Could it have been your recent move to LA that influenced the new work?
I moved to Los Angeles about a year and a half ago. I was in New York before that, and I did a few early versions of these paintings there, which was maybe my subconscious telling me I needed to move back to the West Coast, where I’d spent my entire adult life. Some days it is really gray and brown and you look at a mountain and it’s in this wall of smog. But it’s not so didactic as that. It’s more about the light here and the intensity of the light here. Even on a brilliantly clear day like today, with a nice stiff breeze coming from ocean, the light is so intense and so blue. There’s a very distinct palette here. The paintings aren’t necessarily of LA but it can’t help but rub off.
What are the roots of your earlier work?
I grew up on the East Coast, in Connecticut. My parents moved there in the 1970s, and the town we lived in was really rural — a quintessentially small New England farm town. As the ’80s and ’90s wore on, the town became deeply suburban. There were still pockets — you’d be driving on a dirt road with an old white congregational church and a red barn straight out of an Edward Hopper painting or something. Then you’d drive a little further and there’d be a Quiznos and a Blockbuster Video.

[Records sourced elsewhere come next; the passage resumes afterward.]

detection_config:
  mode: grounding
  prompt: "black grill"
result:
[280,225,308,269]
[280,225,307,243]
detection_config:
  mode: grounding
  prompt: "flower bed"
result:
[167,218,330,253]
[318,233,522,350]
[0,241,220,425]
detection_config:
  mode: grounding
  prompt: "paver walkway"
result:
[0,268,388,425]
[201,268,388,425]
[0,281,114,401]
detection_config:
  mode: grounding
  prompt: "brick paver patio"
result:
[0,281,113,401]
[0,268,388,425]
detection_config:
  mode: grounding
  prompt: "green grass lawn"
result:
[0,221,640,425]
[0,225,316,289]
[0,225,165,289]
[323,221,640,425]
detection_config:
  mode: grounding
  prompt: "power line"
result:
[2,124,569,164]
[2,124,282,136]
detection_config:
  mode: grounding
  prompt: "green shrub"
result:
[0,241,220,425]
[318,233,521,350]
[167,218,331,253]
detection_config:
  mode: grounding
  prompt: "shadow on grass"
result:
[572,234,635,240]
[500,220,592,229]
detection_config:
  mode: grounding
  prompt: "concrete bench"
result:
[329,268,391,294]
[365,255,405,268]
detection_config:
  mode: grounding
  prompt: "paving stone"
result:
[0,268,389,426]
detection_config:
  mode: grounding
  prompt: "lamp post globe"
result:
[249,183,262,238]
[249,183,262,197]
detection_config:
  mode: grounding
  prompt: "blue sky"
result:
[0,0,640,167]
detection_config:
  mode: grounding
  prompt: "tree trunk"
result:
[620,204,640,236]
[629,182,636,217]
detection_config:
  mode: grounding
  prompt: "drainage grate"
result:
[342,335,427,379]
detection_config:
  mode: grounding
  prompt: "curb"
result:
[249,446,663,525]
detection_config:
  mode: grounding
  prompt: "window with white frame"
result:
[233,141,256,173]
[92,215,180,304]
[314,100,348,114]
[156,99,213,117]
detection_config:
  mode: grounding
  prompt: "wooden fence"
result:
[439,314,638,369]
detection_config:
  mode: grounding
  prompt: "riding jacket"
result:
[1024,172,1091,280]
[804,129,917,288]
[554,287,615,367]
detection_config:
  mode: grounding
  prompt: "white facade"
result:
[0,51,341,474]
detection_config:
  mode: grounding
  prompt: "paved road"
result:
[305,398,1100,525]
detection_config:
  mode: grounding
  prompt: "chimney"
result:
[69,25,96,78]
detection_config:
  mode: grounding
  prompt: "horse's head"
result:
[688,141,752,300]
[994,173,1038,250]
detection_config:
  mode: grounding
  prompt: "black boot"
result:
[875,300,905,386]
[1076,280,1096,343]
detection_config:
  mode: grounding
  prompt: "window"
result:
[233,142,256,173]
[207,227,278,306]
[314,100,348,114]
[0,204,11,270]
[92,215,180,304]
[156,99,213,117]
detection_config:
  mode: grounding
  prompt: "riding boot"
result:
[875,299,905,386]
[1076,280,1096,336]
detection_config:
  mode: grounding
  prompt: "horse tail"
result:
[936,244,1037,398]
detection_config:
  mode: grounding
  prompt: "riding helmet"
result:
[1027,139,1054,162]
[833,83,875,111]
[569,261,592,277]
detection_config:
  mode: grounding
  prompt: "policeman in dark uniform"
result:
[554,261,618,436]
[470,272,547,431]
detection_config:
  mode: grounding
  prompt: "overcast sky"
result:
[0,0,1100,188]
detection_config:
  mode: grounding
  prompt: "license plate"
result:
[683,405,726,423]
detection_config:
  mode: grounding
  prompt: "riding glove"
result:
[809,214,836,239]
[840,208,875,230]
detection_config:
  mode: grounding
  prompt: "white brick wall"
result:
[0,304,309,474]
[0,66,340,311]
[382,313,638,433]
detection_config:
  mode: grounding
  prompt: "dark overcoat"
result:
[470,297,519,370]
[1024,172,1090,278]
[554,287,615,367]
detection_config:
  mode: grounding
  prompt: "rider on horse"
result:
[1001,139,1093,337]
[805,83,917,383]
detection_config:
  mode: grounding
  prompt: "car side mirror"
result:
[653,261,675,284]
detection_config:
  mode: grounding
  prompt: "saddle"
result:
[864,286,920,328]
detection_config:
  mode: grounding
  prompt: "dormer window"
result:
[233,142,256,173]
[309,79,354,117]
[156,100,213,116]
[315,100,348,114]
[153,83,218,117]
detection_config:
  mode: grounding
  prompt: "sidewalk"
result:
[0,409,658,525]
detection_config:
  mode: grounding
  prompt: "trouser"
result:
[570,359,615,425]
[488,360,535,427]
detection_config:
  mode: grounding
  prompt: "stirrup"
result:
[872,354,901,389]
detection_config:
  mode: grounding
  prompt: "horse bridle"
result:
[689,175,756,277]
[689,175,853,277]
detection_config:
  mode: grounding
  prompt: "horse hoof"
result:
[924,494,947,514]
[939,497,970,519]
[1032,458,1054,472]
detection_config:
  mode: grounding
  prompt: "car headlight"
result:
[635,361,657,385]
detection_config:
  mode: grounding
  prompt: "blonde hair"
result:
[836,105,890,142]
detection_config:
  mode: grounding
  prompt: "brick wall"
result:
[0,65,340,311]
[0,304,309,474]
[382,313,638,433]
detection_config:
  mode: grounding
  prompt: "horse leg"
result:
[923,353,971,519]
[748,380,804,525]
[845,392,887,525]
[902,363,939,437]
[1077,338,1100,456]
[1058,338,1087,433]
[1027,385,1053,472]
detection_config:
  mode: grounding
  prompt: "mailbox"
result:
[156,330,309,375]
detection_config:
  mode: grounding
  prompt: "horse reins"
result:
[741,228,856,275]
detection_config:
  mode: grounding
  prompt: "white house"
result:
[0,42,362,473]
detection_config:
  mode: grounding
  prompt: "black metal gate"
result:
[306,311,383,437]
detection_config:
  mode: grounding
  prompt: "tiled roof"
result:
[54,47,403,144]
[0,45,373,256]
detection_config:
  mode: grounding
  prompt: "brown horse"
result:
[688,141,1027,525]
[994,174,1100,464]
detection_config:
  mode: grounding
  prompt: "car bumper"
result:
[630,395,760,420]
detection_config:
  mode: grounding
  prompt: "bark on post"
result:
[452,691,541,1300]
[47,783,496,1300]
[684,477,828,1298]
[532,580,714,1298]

I left when I was 18 and went to college in Oregon. I was always into 2D art stuff, always gravitated towards coloring and drawing. I felt attracted to that world whether that’s graphic design or painting or comic books — whatever.
Can you talk about your process a bit?
With the Particulate Matter paintings, they’re sort of improvised tone poems. I usually start with a sense of the palette and from there I go. The paintings end up being pretty realistic, and they need to have a sense of luminosity and depth to them, but the mark-making is unplanned. I get colors going and push paint around until the right shapes and relationships crystallize. And then I put paint in the sky last. I make a lot of painting and then edit down. The older architecture work, those were meticulously planned and took a while to execute which seems looking back like a pretty sensible thing to do if you’re painting architecture. Now that I’m painting pictures of mountains, they’re a little bit more off the cuff and random, which seems a satisfying and logical approach to that subject.
There are a few paintings in the series that almost look like a volcano — there’s a gray cloud of ash erupting from something. Are those different in some way from the mountain paintings?
Those actually aren’t going in the show; it was part of something else I was working on. You know when you’re working quickly, you do a lot and a lot of paintings get thrown away. You know what you want to do but sometimes it ends up being different from what you think. There’s this great Gerhard Richter quote. He spent a long time in the early ’70s just doing gray monochrome abstract painting. And he said he would paint like eight canvases in one day but somehow one of them was better than the other. Which is kind of deep — but is true and applies.